Nos EUA, há um fenômeno sociológico peculiar que não está presente nos lugares atingidos pelo tsunami. Durante muito tempo, foi verdade que os negros só apareciam como parte da vida cívica quando algo dava errado. Parte do problema é que há uma longa história de invisibilidade dos negros pobres. O dano emocional do não reconhecimento é corrosivo. Quando as pessoas são tratadas como invisíveis elas tendem a responder de um modo que, digamos, não é muito bonito de ser visto. Uma espécie de inundação psicológica de raiva é solta, que é uma resposta a décadas do que eu chamo de "feridas de classe escondidas". Essa dialética da invisibilidade e raiva sociais é o que leva aos saques e outros comportamentos destrutivos. Apesar da pobreza, as vítimas do tsunami no sul da Ásia eram visíveis. Em vez de raiva, eles demonstraram uma enorme solidariedade depois da catástrofe.

Em que medida o desastre de New Orleans revelou os custos de um domínio público esgotado?

O que aconteceu em New Orleans não foi um evento. Foi o ponto final de um longo processo de degradação da vida cívica dos EUA e do desaparecimento do Estado. O que vimos em New Orleans não é uma estupidez burocrático de curto prazo em um esforço de resgate. O que me preocupa é que a culpa vai ser personalizada, se Bush ou algum governador ou prefeito fez isso ou aquilo certo ou errado. Tudo isso pode acabar como a resposta frustrante ao 11 de Setembro. Procuramos alguém para culpar, então, atacamos o Iraque, embora fosse um exagero. Mas a verdadeira culpa é estrutural. Minha esperança é que, em vez disso, deveria haver uma discussão sobre como restaurar o poder do Estado em todos os níveis. A inabilidade em lidar com essa crise é um dos primeiros sinais de decadência dos EUA. Não no sentido do Império Romano, mas no de uma inabilidade para enfrentar a realidade. Uma falta de realismo se apoderou dos EUA, de sua política estrangeira até sua política urbana.

Que tipo de discussão sobre a estruturação do domínio público deveriam haver?
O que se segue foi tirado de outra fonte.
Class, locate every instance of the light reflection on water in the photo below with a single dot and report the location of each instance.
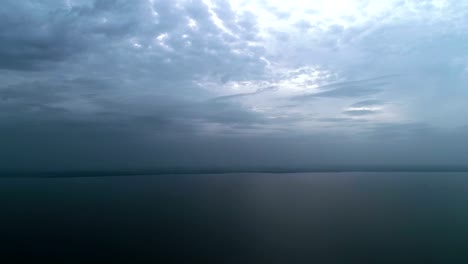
(241, 218)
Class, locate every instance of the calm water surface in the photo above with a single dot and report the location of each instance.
(239, 218)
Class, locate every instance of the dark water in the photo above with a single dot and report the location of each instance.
(238, 218)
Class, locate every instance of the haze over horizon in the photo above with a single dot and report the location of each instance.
(94, 84)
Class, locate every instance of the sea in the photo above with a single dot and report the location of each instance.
(333, 217)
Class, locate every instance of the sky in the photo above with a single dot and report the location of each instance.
(115, 84)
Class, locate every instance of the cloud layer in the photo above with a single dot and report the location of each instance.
(150, 83)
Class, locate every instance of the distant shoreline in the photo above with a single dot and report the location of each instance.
(331, 169)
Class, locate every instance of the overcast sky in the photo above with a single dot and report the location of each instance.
(204, 83)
Vamos começar com as cidades americanas. Elas deveriam ser mais integradas espacialmente. Negros pobres podem se tornar invisíveis nas cidades. Cada vez mais, suas vidas cotidianas acontecem longes dos espaços habitados pela classe média branca. Fora da visão, fora do pensamento. Isso foi ilustrado de uma forma muito preocupante pelo bem-intencionada governadora da Louisiana. Ela não podia imaginar que muitas pessoas não tinham carro para sair da cidade ou um cartão de crédito para ir até um hotel! Na Europa, o debate seria, ironicamente, como incluir os anônimos pobres. A cultura americana, especialmente a de esquerda, aumentou tanto o valor da diferença que é difícil formular políticas para todos os cidadãos como essencialmente iguais. Em vez disso, a discussão nos EUA imediatamente se volta para o que significa ser negro e pobre em vez de o que é devido aos cidadãos como cidadãos. A desintegração espacial levou a literal estupidez de alguns líderes americanos no sentido grego - ignorância do outro.